While the tea regulator had suggested a number of strategies and measures to uplift the industry in the local and international space, it has not been able to execute the same due to delays caused by the stakeholders involved, implied SLTB Chairperson Janaki Kuruppu in an interview with the Daily FT.
Acknowledging the support extended by the Ministry, Kuruppu said: “The Ministry has been supporting our proposals if it can be done within existing procedures. For years we have been stuck with certain problems and bottle in the system and we have been told to accept that there is no solution. Hence, if we come up with something new, we hit a block.”
Expressing that the SLTB would appreciate the Ministry guiding the institutions on overcoming certain hurdles, she added there are ways to get things done correctly and legally in a fast and efficiently manner within the existing system.
Kuruppu further pointed out those relevant stakeholders not understanding the need to change and the need to hire the right talent to achieve high quality outcomes is a key hurdle she faces as Chief.
“If we go on with the current mindset we have, we will not be able to achieve those great goals. If we didn’t think we could finish the war or double the per capita income, we would not have achieved what we have today. We will even start attempting only if we start thinking that things can change,” she asserted.

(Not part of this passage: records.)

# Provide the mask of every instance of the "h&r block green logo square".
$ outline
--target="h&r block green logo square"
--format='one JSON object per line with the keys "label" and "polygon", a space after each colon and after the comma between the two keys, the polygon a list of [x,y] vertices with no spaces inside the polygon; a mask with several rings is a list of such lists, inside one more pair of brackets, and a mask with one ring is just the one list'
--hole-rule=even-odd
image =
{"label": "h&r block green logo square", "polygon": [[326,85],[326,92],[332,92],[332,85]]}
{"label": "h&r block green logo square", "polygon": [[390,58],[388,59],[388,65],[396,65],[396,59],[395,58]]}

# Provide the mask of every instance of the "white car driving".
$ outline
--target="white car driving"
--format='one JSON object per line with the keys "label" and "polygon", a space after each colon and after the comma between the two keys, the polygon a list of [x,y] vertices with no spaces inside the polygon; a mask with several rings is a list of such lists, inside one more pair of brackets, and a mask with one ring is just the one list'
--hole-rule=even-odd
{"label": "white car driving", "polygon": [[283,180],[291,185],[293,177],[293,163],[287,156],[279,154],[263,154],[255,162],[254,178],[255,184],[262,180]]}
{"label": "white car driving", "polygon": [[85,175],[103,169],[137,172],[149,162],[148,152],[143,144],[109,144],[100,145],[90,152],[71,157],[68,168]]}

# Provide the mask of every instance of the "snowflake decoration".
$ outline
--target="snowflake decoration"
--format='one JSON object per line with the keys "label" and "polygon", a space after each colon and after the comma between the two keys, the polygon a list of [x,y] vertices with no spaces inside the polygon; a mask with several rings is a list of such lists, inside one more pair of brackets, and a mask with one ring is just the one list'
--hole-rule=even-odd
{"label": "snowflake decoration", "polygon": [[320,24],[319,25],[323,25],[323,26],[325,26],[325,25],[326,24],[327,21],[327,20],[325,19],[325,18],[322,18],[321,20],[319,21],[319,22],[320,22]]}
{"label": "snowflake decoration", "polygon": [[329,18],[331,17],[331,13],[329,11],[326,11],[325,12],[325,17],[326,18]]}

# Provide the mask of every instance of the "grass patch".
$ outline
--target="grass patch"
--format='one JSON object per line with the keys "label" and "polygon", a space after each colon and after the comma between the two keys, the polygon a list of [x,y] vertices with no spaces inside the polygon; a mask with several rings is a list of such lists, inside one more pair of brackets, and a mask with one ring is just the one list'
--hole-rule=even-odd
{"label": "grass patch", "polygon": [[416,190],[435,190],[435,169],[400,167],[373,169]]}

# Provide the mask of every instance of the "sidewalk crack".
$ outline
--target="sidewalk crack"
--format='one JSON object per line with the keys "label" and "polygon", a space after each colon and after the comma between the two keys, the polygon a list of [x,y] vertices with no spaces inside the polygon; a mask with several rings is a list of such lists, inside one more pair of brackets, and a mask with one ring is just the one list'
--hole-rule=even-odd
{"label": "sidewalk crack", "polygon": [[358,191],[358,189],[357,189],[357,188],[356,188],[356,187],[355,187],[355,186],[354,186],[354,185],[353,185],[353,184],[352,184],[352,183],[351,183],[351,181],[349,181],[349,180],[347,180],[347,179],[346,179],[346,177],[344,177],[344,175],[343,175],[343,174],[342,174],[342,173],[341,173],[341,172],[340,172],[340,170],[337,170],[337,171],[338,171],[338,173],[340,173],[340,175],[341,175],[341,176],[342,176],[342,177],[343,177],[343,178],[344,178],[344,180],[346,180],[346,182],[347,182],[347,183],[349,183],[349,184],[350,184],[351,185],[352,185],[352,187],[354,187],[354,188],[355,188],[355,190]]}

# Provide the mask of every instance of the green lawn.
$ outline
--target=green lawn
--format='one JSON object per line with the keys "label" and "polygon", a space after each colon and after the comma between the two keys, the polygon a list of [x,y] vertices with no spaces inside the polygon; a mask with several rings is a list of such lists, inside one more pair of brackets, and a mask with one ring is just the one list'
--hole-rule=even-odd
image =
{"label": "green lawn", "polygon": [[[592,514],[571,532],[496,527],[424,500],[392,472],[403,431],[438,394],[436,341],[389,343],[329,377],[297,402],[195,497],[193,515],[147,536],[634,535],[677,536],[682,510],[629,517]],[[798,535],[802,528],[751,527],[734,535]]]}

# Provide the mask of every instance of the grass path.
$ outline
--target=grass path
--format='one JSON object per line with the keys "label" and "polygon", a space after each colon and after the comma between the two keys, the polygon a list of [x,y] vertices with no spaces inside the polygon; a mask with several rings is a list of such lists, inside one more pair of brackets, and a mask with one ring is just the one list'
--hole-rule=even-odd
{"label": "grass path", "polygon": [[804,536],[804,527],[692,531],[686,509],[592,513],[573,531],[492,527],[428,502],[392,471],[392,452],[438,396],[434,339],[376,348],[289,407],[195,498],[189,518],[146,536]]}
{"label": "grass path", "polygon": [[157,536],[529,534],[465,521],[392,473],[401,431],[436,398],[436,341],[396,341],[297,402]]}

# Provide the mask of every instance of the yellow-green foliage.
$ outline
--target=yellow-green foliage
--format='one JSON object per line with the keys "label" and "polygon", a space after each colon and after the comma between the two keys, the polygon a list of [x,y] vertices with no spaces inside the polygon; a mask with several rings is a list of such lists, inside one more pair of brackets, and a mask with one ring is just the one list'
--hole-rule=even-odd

Kuruppu called on the private sector to come up with possible solutions. “If the ideas we come up with are not good enough, come up with better ideas and solutions because it is the private sector that benefits a lot from what we do,” she said, while still commending the sector for its contributions.
The tea industry having its own share of problems just as any other industry, Kuruppu narrowed the issues down to quality, productivity and lack of innovation.
However, although the SLTB has been attempting to solve such issues in its capacity as the regulator, the Chief stressed nothing could be done by force and it should be in the interest of the players in the industry to adhere to the rules to ensure quality.
“The industry is private sector-led. When we reject someone’s tea shipment, they want SLTB to be out; when a new factory or new exporter wants to register, they want SLTB in. So most of the complaints you hear from some industry people are very self-motivated,” she said, shedding light on the current competitive status of the industry.
Expressing confidence in the potential Ceylon Tea has to make a name for itself in the international market, she said: “The global tea industry has gone to sleep. Coffee is so alive. No one has done much to promote this beverage; it is such a mundane everyday thing where no one really thinks much about it. Ceylon Tea has the opportunity to take that and revolutionise the tea category and own it.”